La silhouette idéale, une perception locale

À quoi ressemble la silhouette idéale ? Une étude menée par des chercheurs français montre que cette perception varie énormément d'un pays à l'autre...

Par Florent Tournus, le 25/10/2013

La silhouette idéale est-elle la même selon les Français, les Coréens et les Mexicains ? Plus généralement, les normes de minceur sont-elles identiques sur toute la planète ? Pour la première fois, des chercheurs français se sont efforcés de répondre scientifiquement à la question en étudiant les représentations du corps idéal dans différents pays. Ils ont notamment découvert que la silhouette du compatriote moyen… est rarement celle que l’on préfère.

En quête de la « forme idéale »

Thibaut de Saint Pol, sociologue et auteur de l'étude, commente la démarche scientifique (audio).

L’étude parue dans le bulletin de l’Ined (Institut national d’études démographiques) est tirée d’une enquête internationale portant sur quelque 20 000 individus de 13 pays répartis sur toute la planète. Selon Thibaut de Saint Pol, un de ses auteurs, « cette enquête propose des données internationales comparables, ce qui en fait l’intérêt.
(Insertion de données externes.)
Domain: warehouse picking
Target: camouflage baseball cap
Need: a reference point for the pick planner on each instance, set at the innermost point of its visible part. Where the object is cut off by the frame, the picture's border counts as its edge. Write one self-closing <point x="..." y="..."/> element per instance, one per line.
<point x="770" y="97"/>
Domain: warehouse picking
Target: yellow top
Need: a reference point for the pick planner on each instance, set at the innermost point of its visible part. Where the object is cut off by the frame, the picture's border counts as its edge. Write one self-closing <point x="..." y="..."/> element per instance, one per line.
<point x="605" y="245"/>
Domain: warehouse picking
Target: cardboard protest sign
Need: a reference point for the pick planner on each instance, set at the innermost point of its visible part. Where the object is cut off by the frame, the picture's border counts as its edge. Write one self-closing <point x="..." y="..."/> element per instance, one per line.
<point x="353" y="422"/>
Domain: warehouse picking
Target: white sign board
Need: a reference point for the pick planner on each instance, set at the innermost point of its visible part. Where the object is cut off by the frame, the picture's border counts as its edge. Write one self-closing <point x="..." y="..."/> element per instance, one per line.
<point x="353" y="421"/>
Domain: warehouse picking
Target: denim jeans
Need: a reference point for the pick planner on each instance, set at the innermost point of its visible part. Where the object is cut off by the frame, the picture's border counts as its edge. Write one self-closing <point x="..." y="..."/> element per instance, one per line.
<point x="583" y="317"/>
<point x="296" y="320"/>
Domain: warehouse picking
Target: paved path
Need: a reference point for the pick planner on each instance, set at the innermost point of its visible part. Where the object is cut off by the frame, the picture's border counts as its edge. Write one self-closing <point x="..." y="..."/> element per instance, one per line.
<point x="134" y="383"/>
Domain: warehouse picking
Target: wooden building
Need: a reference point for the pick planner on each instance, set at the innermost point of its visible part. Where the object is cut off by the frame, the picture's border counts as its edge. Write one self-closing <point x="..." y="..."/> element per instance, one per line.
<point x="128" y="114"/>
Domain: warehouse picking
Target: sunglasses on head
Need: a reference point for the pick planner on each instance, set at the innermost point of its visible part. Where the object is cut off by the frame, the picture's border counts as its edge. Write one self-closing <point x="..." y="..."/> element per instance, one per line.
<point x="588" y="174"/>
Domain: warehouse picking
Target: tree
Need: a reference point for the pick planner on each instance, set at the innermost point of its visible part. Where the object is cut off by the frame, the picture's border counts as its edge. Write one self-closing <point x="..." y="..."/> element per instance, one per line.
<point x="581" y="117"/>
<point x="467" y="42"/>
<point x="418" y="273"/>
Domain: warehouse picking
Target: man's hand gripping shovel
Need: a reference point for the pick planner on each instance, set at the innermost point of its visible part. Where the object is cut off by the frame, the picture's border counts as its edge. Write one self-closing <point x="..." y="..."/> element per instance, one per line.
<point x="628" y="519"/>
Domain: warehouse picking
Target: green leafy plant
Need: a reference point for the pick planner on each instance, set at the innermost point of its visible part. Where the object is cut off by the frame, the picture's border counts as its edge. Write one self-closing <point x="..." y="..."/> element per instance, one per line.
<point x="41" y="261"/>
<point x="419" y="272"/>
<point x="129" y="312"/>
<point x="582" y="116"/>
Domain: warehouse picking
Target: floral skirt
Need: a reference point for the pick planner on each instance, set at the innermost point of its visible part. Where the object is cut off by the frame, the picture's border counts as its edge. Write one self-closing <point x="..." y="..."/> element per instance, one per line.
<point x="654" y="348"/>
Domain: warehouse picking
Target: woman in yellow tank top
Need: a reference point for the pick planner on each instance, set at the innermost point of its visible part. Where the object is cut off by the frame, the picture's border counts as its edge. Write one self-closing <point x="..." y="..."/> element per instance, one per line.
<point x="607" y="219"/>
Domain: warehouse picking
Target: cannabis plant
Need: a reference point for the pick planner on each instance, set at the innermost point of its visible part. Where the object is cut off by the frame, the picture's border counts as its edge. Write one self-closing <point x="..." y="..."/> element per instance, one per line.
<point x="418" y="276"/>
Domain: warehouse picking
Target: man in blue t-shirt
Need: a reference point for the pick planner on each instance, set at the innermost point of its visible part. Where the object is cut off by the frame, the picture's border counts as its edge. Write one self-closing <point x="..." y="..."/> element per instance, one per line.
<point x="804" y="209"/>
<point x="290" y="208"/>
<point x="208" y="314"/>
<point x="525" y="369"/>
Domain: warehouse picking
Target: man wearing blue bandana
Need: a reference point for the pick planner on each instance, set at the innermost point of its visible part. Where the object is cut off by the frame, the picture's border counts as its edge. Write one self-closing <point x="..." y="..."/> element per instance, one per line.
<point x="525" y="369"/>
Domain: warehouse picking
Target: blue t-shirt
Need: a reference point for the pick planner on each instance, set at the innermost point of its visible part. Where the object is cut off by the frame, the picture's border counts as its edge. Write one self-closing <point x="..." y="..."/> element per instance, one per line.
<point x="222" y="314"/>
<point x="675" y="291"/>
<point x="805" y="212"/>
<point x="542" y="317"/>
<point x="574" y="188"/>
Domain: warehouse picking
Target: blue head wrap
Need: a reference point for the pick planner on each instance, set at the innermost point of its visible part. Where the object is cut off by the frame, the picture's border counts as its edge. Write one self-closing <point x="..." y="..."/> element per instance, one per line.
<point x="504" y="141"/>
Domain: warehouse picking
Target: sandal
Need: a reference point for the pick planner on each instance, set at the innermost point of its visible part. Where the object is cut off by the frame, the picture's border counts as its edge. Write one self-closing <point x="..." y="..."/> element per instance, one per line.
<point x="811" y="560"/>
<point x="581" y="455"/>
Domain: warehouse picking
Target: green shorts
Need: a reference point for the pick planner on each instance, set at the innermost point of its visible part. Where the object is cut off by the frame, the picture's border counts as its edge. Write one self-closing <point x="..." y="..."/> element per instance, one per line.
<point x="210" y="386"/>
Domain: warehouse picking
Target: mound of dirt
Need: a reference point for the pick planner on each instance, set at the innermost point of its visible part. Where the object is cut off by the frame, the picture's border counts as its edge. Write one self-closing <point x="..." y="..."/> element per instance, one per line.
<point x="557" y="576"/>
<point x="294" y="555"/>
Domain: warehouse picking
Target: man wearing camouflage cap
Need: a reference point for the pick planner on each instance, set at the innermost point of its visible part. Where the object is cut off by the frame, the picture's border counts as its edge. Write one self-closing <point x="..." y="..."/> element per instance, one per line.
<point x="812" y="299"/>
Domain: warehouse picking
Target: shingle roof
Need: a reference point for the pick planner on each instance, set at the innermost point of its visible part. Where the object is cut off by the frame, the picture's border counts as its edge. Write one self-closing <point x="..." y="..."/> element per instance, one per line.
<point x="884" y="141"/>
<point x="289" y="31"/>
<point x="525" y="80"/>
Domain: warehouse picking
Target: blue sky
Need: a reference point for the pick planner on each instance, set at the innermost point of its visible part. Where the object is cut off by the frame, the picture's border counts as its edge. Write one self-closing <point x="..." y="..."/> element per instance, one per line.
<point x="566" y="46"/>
Les données existaient depuis 2007, mais elles n’avaient pas encore été exploitées ».

La méthodologie est simple : les personnes sondées, hommes et femmes confondus, ont été invitées à choisir les silhouettes masculine et féminine jugées « idéales » parmi quatre propositions numérotées de 1 à 4 (et correspondant à quatre échelons sur une échelle minceur-corpulence, pouvant être considérées comme « très mince », « mince », « corpulente » et « très corpulente »).

 

Une grande disparité

L’étude révèle que la forme idéale des hommes et des femmes varie fortement d’un pays à l’autre. Par exemple, l’idéal féminin est « mince » ou « très mince » pour plus de 80 % des Coréens, mais seulement pour 38 % des Irlandais (ces pays représentent les cas extrêmes).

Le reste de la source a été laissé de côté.